Posted by December 1, 2015

Renewable energy company TerraForm Global Inc is pulling out of an agreement to take control of projects accounting for 2,200 megawatts of generation capacity due to adverse market conditions in Brazil, companies involved in the deal said on Tuesday.
 
TerraForm, a unit of U.S.-based SunEdison Inc, was negotiating to take control of generation assets from Brazilian renewable energy company Renova Energia SA in a share swap valued at 13.4 billion reais ($3.45 billion).
 
The deal started to wane when SunEdison decided not to proceed with a contract to buy a 15 percent stake in Renova.
 
SunEdison was expected to transfer about $250 million in its own shares to buy the Renova stake from Rio-based power company Light SA. The deadline for it to decide to proceed with the deal was on Monday, but SunEdison declined, Light said.
 
The stake sale was a condition for the larger TerraForm deal to go ahead, Renova Chief Financial Officer Cristiano Corrêa de Barros said in a filing with the local market regulator.
 
Light said in a separate filing that it had been negotiating with SunEdison to conclude the deal, but adverse market conditions caused the talks to stall.
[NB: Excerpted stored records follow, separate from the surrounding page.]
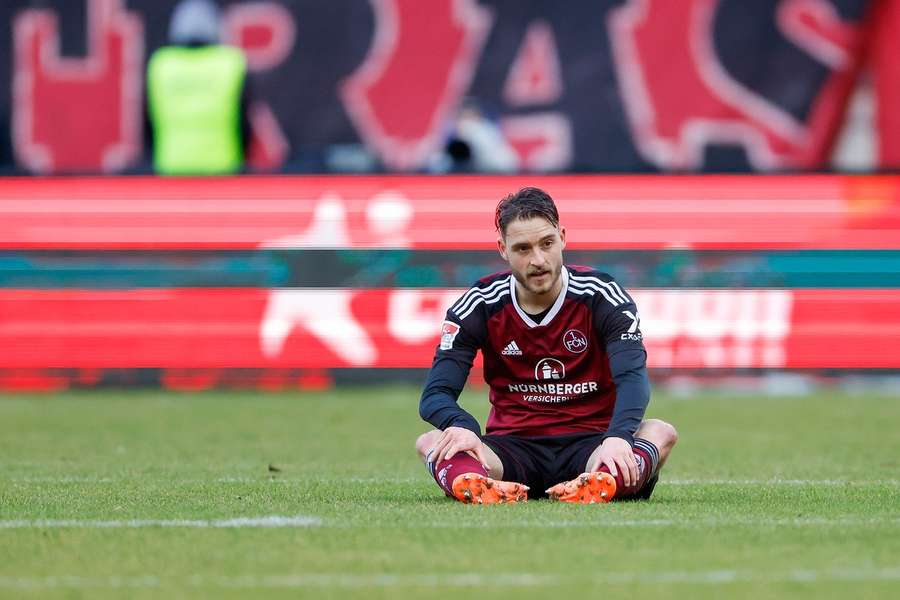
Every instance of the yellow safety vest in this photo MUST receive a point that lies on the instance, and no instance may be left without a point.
(194, 97)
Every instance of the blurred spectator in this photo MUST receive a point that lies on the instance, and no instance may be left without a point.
(197, 96)
(476, 144)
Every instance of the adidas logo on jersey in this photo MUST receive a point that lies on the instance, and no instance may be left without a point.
(512, 349)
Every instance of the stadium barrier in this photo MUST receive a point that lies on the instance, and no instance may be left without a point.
(82, 331)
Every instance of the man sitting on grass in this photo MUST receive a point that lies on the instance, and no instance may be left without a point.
(565, 362)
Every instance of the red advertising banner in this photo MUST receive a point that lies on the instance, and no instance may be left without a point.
(304, 328)
(600, 212)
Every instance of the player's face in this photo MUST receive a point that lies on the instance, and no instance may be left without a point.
(533, 248)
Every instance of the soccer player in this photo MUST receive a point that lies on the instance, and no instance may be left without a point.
(566, 366)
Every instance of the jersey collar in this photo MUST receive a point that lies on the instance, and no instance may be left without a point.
(564, 275)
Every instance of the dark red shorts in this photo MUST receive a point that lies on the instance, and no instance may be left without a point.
(542, 462)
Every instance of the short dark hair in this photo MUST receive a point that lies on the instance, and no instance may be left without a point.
(527, 203)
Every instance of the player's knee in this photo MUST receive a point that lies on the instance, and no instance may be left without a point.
(426, 441)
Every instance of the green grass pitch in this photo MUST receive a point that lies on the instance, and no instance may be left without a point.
(150, 494)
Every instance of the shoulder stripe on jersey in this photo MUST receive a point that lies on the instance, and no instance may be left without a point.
(487, 300)
(462, 304)
(468, 295)
(620, 290)
(611, 286)
(590, 291)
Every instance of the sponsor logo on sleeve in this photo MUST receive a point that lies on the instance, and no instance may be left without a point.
(449, 329)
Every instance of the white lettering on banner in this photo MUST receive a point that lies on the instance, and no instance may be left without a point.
(414, 314)
(325, 314)
(715, 328)
(682, 328)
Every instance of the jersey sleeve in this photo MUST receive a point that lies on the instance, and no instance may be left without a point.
(453, 358)
(618, 325)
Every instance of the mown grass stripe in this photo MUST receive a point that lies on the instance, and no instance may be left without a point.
(451, 580)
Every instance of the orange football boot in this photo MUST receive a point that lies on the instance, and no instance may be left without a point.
(474, 488)
(587, 488)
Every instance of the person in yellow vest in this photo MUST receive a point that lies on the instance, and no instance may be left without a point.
(197, 97)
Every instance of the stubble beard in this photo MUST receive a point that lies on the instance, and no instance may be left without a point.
(541, 290)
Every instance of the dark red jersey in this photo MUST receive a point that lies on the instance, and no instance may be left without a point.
(546, 378)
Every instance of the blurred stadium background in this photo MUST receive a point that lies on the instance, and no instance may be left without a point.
(730, 162)
(343, 262)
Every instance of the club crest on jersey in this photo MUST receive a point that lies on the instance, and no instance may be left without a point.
(449, 329)
(549, 369)
(575, 341)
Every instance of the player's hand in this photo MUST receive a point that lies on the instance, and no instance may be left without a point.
(458, 439)
(618, 456)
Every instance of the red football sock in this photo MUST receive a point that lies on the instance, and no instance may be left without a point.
(446, 471)
(645, 466)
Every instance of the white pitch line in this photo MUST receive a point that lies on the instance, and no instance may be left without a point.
(458, 580)
(270, 521)
(275, 521)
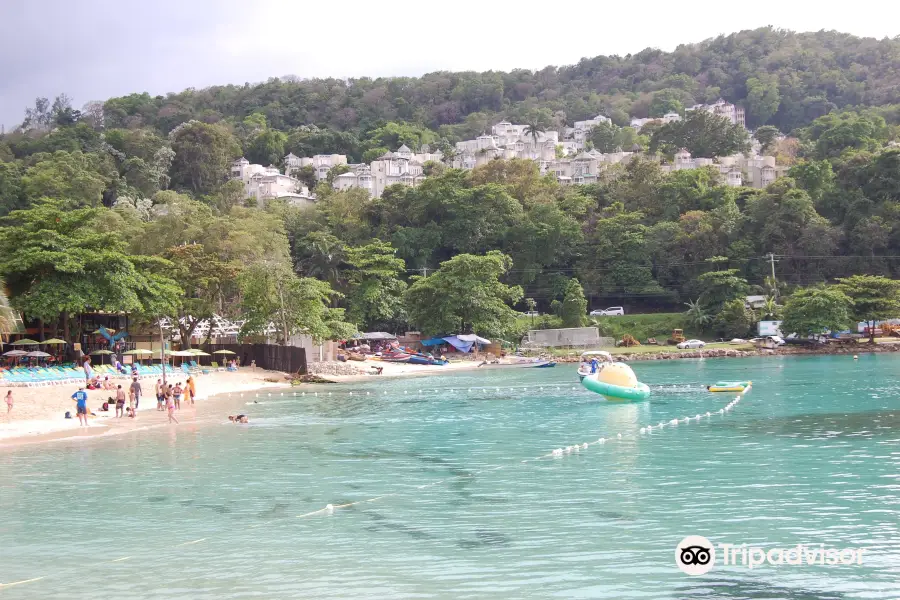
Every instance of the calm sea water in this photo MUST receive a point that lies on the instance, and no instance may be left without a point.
(811, 455)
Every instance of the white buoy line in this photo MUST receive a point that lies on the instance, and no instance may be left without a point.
(649, 429)
(329, 509)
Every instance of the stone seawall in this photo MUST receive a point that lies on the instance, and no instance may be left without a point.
(783, 351)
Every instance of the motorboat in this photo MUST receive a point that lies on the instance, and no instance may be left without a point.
(587, 358)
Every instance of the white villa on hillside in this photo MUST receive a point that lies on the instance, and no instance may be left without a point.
(666, 118)
(736, 170)
(732, 112)
(322, 163)
(266, 183)
(403, 167)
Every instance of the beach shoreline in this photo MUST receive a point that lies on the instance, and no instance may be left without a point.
(38, 413)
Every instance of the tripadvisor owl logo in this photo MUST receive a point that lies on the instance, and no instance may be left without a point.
(695, 555)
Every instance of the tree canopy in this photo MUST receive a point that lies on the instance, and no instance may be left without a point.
(465, 295)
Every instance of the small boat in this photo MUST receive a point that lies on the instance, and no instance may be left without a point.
(418, 359)
(523, 364)
(729, 386)
(584, 369)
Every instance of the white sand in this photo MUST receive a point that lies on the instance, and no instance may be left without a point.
(402, 369)
(39, 412)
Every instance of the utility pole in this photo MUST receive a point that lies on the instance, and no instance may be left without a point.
(772, 262)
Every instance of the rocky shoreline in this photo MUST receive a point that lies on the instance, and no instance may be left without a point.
(735, 353)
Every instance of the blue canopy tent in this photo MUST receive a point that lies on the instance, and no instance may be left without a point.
(463, 343)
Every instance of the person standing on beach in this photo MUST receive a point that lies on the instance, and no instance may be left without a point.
(80, 398)
(177, 393)
(170, 405)
(191, 390)
(136, 390)
(120, 402)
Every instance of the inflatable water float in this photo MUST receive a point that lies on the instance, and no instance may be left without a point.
(729, 386)
(617, 383)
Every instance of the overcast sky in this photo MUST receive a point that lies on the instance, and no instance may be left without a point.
(95, 49)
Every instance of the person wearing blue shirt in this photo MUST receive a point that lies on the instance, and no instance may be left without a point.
(80, 398)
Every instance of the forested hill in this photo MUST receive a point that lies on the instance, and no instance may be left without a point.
(784, 79)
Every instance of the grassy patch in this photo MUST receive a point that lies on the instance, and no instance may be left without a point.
(658, 325)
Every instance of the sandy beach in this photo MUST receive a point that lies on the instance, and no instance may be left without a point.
(39, 412)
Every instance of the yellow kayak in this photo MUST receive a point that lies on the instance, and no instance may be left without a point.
(730, 386)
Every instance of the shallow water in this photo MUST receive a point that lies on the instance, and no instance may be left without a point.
(811, 455)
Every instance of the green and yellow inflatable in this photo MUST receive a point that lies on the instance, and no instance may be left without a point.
(617, 383)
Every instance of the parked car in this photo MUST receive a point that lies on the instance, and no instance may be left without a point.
(691, 344)
(612, 311)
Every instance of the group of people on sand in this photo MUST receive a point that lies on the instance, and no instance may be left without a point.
(168, 398)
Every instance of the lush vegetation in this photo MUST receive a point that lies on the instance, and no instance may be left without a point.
(126, 204)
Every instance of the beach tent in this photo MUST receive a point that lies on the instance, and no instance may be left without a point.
(463, 343)
(374, 336)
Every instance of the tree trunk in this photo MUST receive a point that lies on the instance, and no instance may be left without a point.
(162, 351)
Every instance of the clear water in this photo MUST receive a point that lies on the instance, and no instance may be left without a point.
(810, 455)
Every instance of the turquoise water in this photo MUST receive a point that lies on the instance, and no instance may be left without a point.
(810, 455)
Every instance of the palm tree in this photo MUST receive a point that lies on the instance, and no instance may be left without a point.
(696, 315)
(770, 308)
(534, 128)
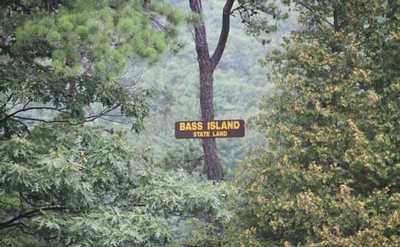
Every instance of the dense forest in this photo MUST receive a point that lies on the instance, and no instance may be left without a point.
(92, 91)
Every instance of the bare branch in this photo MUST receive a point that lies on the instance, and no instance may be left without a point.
(223, 37)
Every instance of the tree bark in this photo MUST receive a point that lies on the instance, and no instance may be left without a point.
(207, 66)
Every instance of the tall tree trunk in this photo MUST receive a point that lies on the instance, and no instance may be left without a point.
(207, 66)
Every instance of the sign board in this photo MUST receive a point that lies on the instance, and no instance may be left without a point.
(209, 129)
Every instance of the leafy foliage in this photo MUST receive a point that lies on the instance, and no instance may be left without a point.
(76, 188)
(329, 176)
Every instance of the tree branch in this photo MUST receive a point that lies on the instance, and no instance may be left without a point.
(32, 108)
(87, 119)
(223, 37)
(200, 31)
(30, 214)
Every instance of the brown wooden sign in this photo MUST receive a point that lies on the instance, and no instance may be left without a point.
(210, 129)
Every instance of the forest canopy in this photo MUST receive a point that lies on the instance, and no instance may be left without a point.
(90, 92)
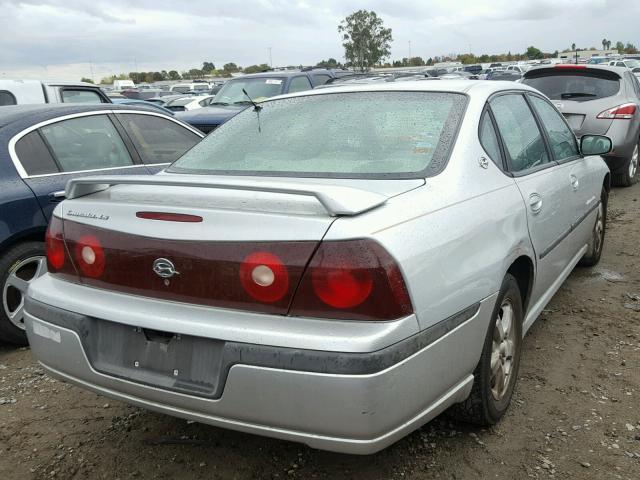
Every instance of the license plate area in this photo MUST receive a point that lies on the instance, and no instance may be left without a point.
(181, 363)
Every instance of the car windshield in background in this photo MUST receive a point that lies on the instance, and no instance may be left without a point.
(258, 88)
(342, 135)
(579, 86)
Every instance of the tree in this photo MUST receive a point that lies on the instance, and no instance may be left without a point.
(533, 53)
(230, 67)
(263, 67)
(365, 40)
(330, 63)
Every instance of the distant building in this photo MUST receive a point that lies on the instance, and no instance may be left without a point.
(585, 55)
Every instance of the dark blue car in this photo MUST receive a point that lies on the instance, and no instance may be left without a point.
(41, 148)
(231, 100)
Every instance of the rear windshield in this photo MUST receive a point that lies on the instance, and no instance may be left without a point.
(342, 135)
(579, 86)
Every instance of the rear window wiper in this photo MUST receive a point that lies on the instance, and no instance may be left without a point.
(576, 94)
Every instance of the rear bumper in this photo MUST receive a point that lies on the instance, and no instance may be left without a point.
(360, 404)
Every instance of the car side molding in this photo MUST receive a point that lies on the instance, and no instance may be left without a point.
(337, 200)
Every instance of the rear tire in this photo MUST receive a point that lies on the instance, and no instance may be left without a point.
(627, 175)
(497, 371)
(18, 266)
(596, 244)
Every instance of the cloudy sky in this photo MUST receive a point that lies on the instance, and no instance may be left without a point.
(66, 39)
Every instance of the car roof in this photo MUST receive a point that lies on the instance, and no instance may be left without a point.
(582, 66)
(271, 73)
(479, 87)
(22, 116)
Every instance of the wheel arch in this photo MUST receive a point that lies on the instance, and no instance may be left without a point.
(523, 270)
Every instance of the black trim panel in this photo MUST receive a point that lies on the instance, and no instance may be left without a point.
(235, 353)
(575, 225)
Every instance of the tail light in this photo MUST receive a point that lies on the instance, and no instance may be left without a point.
(89, 256)
(264, 277)
(351, 280)
(624, 112)
(54, 245)
(354, 279)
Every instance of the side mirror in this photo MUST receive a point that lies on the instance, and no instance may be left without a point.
(595, 145)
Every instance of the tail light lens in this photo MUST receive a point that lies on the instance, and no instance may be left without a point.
(54, 245)
(89, 256)
(623, 112)
(355, 280)
(264, 277)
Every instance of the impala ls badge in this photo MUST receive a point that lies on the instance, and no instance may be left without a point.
(164, 268)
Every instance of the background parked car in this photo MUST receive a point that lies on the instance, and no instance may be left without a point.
(597, 99)
(41, 148)
(631, 64)
(143, 103)
(231, 99)
(504, 75)
(189, 103)
(190, 87)
(19, 92)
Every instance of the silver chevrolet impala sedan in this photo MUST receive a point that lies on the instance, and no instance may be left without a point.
(335, 267)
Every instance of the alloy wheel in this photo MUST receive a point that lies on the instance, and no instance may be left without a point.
(16, 285)
(503, 349)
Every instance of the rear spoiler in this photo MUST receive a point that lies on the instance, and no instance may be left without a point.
(337, 200)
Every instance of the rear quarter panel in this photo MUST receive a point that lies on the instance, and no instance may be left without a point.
(454, 240)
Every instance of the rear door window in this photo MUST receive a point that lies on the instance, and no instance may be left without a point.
(561, 139)
(86, 143)
(575, 85)
(80, 96)
(299, 84)
(523, 141)
(321, 79)
(157, 139)
(489, 139)
(34, 155)
(7, 98)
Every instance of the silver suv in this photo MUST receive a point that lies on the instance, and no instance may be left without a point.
(599, 100)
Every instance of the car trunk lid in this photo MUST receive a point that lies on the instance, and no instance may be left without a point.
(198, 239)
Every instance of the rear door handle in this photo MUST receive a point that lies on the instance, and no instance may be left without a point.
(575, 184)
(57, 196)
(535, 203)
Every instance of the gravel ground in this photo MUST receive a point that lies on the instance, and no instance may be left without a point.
(575, 413)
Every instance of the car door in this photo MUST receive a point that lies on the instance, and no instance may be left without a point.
(47, 157)
(565, 151)
(159, 140)
(544, 191)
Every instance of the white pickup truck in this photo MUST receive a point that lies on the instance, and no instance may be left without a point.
(18, 92)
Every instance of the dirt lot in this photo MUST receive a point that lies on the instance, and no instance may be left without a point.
(576, 411)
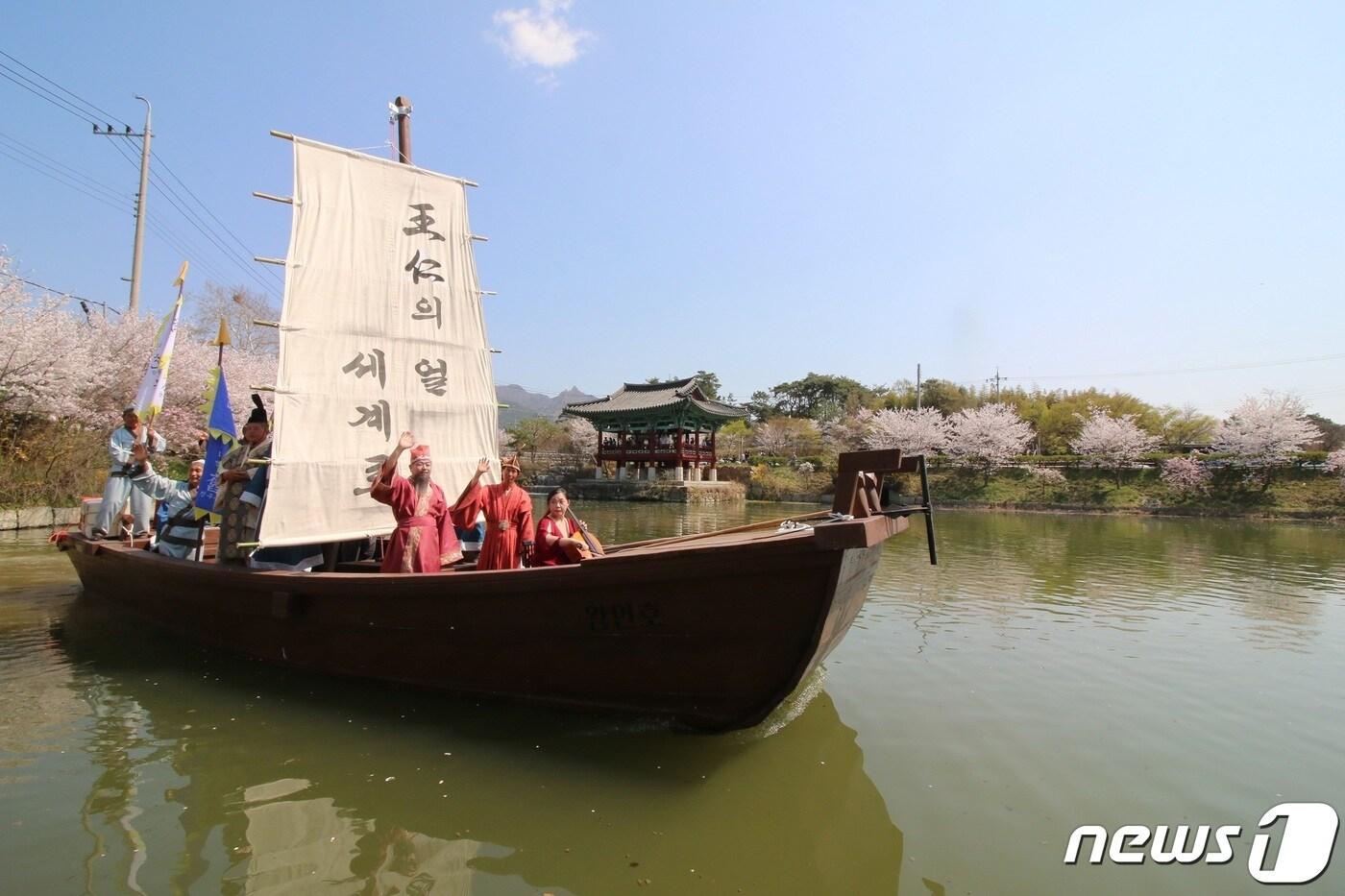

The company did not elaborate about those conditions.
 
Companies building new power generation capacity in Brazil are suffering from high financing costs at private banks and reduced availability of lower-cost government-backed credit.
 
Some companies are cancelling plans to build wind farms and other projects due to the high cost of capital.
 
Light said it would still try to sell its 15 percent stake in Renova to other interested companies.
 
Renova said that although the phase 2 of the TerraForm partnership did not materialize, phase 1 was still valid. It consisted of a sale of small hydropower plants and some wind projects.
 

Renova also said it would have to resize its future investments because of the cancellation of the deal and current market conditions.